GROWTH is expected to cool across Asia this year as governments tighten monetary policy to tackle rising inflation, according to a poll released yesterday.
Yet Asia’s rising economies will still lead global growth in 2011, far outpacing rich world peers.
A global survey by Reuters of around 500 economists showed China again topping the economic expansion charts for this year, even though the double-digit growth of this year is expected to drop to around 9.3 per cent.
Indian growth, meanwhile, is predicted to accelerate to 8.5 per cent in the fiscal year ending March 2012.
Both countries, however, are fighting stubborn price inflation.
In China inflation is now tipped to quicken to 4.3 per cent, a much faster build-up of price pressures than economists had expected in October’s poll.

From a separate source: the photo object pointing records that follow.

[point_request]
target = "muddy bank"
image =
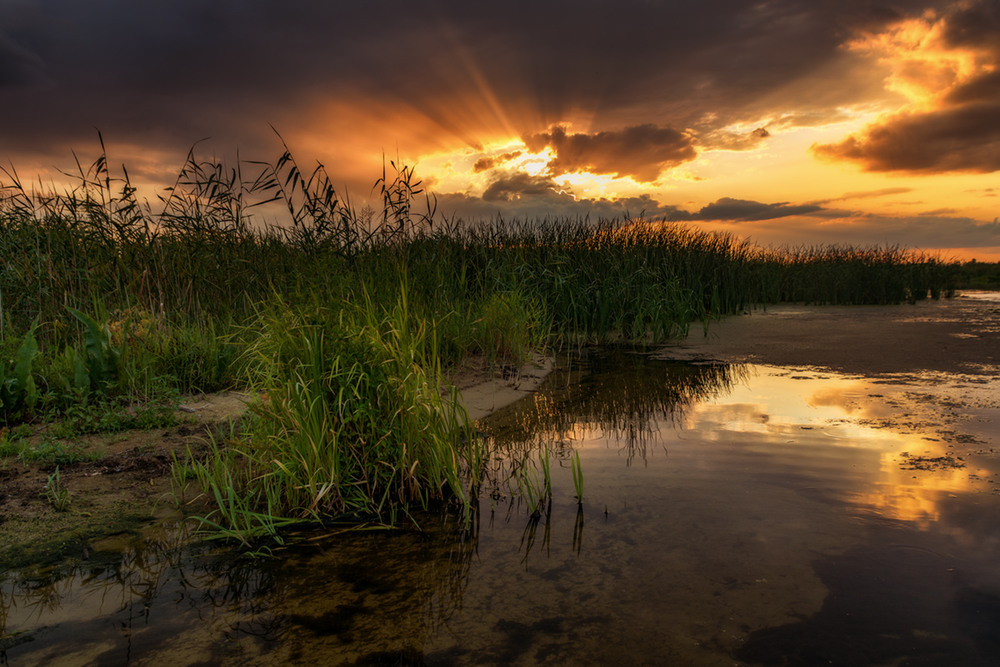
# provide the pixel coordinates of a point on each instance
(124, 479)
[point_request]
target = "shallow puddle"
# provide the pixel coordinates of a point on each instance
(731, 514)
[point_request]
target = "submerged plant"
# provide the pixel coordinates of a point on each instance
(577, 477)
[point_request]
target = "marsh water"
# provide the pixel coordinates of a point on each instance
(732, 514)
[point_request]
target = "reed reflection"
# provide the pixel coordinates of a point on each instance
(132, 600)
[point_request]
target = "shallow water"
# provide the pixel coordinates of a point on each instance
(731, 514)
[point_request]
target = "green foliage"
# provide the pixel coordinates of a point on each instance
(354, 425)
(345, 321)
(102, 360)
(18, 393)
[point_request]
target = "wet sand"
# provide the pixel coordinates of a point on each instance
(960, 335)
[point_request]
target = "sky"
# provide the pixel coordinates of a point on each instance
(789, 122)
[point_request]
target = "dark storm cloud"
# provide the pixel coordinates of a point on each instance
(962, 134)
(18, 66)
(641, 151)
(508, 187)
(162, 74)
(962, 139)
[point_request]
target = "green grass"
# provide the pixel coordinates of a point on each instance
(347, 320)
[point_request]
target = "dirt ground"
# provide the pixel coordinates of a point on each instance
(939, 362)
(130, 484)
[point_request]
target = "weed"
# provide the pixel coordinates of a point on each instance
(577, 477)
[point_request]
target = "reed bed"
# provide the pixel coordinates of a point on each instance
(263, 275)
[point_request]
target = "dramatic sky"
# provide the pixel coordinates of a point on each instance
(788, 121)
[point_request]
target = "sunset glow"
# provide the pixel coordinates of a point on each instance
(789, 122)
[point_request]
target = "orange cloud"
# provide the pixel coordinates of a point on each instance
(641, 151)
(948, 69)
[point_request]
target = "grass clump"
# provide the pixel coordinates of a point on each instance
(344, 320)
(354, 424)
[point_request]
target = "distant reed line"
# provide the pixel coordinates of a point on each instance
(201, 252)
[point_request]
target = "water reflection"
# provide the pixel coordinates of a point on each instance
(730, 514)
(621, 394)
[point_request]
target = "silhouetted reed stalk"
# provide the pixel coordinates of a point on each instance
(325, 307)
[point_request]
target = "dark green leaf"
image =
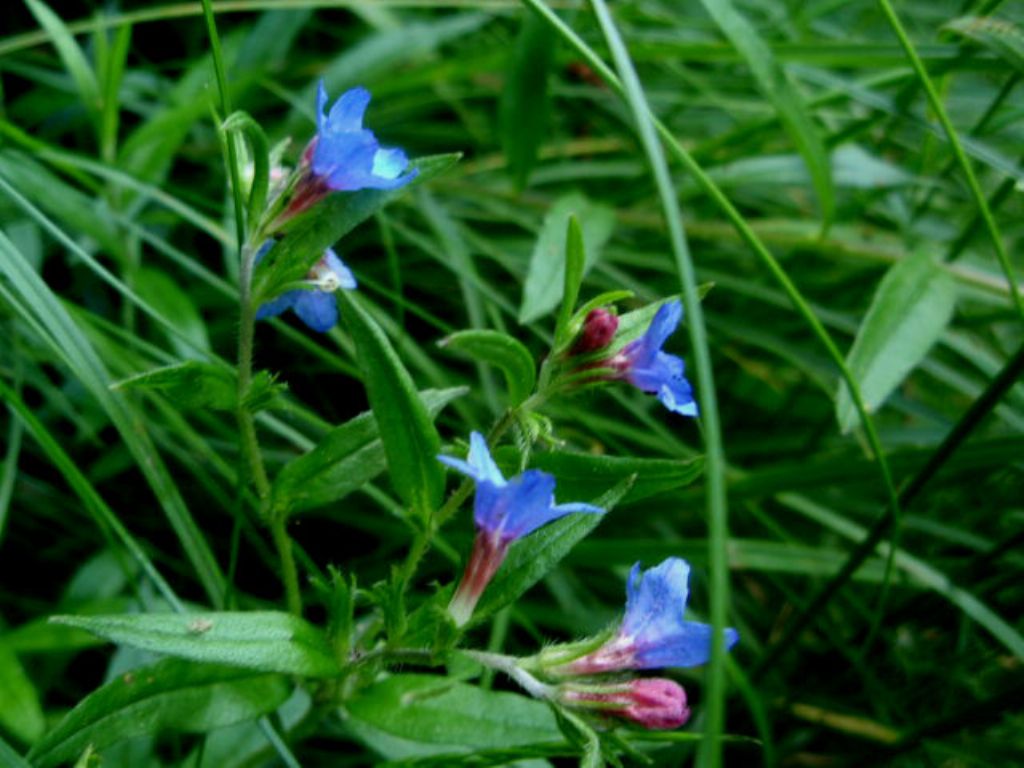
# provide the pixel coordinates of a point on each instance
(583, 475)
(259, 640)
(188, 385)
(411, 441)
(408, 716)
(9, 758)
(20, 713)
(532, 557)
(307, 237)
(908, 313)
(525, 98)
(169, 695)
(165, 295)
(502, 350)
(345, 460)
(546, 276)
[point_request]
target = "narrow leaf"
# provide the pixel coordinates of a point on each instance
(170, 695)
(909, 311)
(525, 98)
(501, 350)
(188, 385)
(411, 441)
(408, 716)
(307, 237)
(260, 640)
(20, 713)
(546, 275)
(777, 88)
(71, 54)
(345, 460)
(581, 475)
(1003, 38)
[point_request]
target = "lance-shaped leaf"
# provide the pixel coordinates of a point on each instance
(411, 441)
(259, 640)
(502, 350)
(408, 716)
(910, 309)
(345, 460)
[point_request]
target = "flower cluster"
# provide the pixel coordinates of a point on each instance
(652, 634)
(342, 157)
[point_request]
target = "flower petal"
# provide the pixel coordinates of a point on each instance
(389, 163)
(346, 114)
(317, 309)
(343, 274)
(688, 646)
(480, 460)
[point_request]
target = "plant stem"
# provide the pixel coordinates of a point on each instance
(289, 573)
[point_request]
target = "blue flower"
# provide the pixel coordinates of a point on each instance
(648, 369)
(510, 509)
(653, 633)
(346, 156)
(316, 306)
(503, 510)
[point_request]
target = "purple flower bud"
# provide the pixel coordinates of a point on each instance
(653, 633)
(503, 510)
(648, 369)
(598, 331)
(655, 704)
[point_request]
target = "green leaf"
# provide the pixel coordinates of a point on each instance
(9, 758)
(525, 100)
(502, 350)
(411, 441)
(546, 275)
(530, 558)
(576, 259)
(188, 385)
(777, 88)
(308, 236)
(582, 475)
(169, 695)
(260, 640)
(345, 460)
(71, 54)
(909, 311)
(165, 295)
(20, 713)
(408, 716)
(1003, 38)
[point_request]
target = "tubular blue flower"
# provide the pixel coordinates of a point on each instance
(316, 306)
(648, 369)
(503, 511)
(347, 157)
(343, 156)
(653, 633)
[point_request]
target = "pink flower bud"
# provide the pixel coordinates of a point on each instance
(598, 331)
(655, 704)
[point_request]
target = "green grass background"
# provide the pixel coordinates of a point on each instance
(784, 156)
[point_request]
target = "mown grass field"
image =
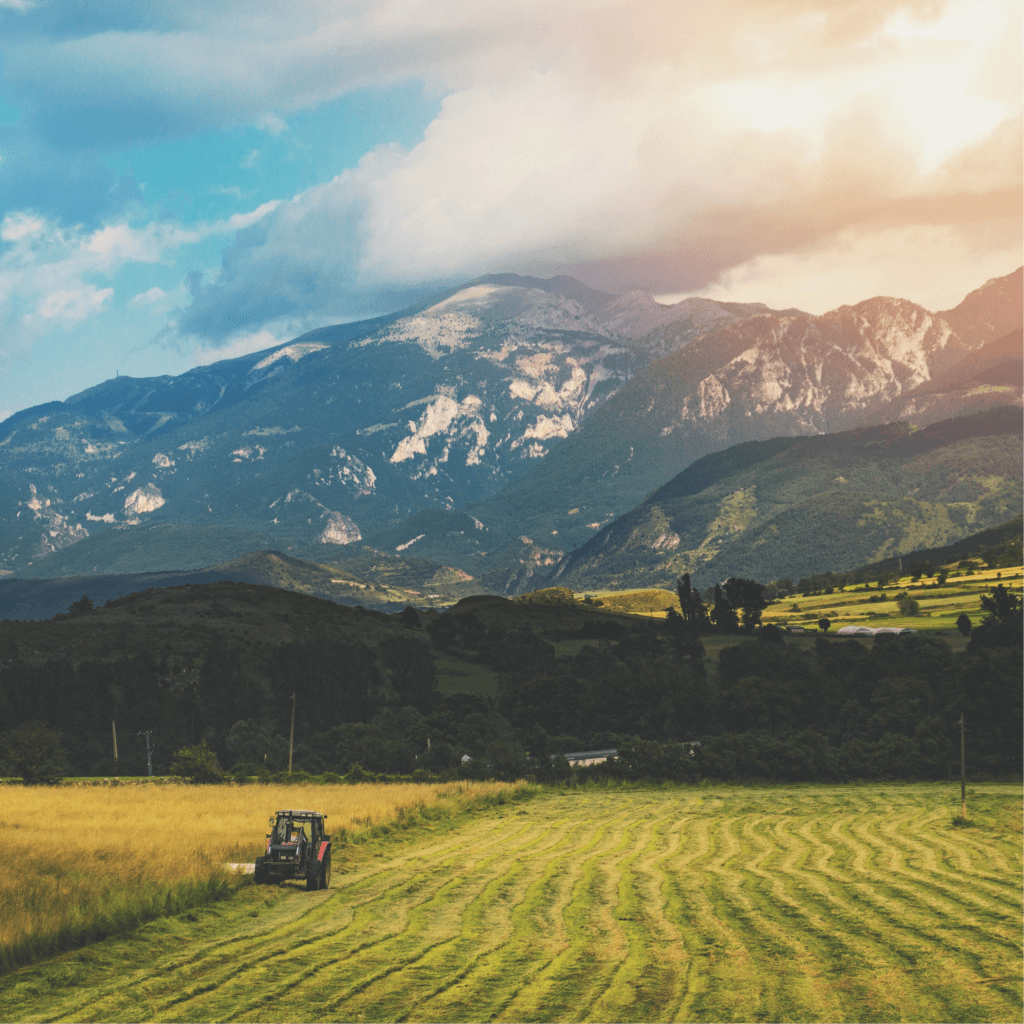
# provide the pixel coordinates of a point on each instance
(82, 862)
(804, 903)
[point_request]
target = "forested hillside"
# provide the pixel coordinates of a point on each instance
(219, 664)
(799, 506)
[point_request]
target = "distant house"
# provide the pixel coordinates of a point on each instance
(579, 758)
(867, 631)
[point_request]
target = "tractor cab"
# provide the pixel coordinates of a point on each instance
(297, 846)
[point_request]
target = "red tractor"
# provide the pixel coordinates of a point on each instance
(297, 847)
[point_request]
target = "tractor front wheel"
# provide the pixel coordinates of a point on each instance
(312, 877)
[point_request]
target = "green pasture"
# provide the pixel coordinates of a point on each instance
(457, 676)
(715, 903)
(940, 605)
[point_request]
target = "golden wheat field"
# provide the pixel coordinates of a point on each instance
(84, 862)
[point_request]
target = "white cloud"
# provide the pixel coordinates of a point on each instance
(73, 304)
(255, 342)
(51, 275)
(668, 146)
(271, 123)
(150, 297)
(20, 225)
(649, 145)
(856, 264)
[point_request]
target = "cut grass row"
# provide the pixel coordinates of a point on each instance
(714, 904)
(84, 863)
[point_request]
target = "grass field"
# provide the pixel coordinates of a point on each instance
(82, 863)
(940, 606)
(823, 903)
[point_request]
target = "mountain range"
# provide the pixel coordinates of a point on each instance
(494, 430)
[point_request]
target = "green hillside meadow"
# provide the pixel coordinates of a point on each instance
(799, 903)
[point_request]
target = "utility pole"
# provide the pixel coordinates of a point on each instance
(291, 741)
(148, 749)
(963, 775)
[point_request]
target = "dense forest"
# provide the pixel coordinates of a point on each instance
(365, 687)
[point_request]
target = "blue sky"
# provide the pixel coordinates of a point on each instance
(180, 182)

And inflation in India is now seen at 8.8 per cent, up from 8.3 per cent expected in the October poll.
The prospect of further tightening is already spooking some foreign investors who flocked to the region last year, drawn by its robust growth and higher returns.
Indonesian stocks have recoiled after a sizzling 46 per cent gain in 2010. Indonesian price inflation has surpassed four per cent.
“Later this year, Asian policymakers are going to have to be much more aggressive to get inflation under control and the consequence of that will be weaker growth,” said Robert Subbaraman, Nomura’s Asia chief economist.
Economists expect global economic growth to slow to 4.2 per cent this year from around 4.7 per cent last year, before picking up slightly to 4.3 per cent in 2012.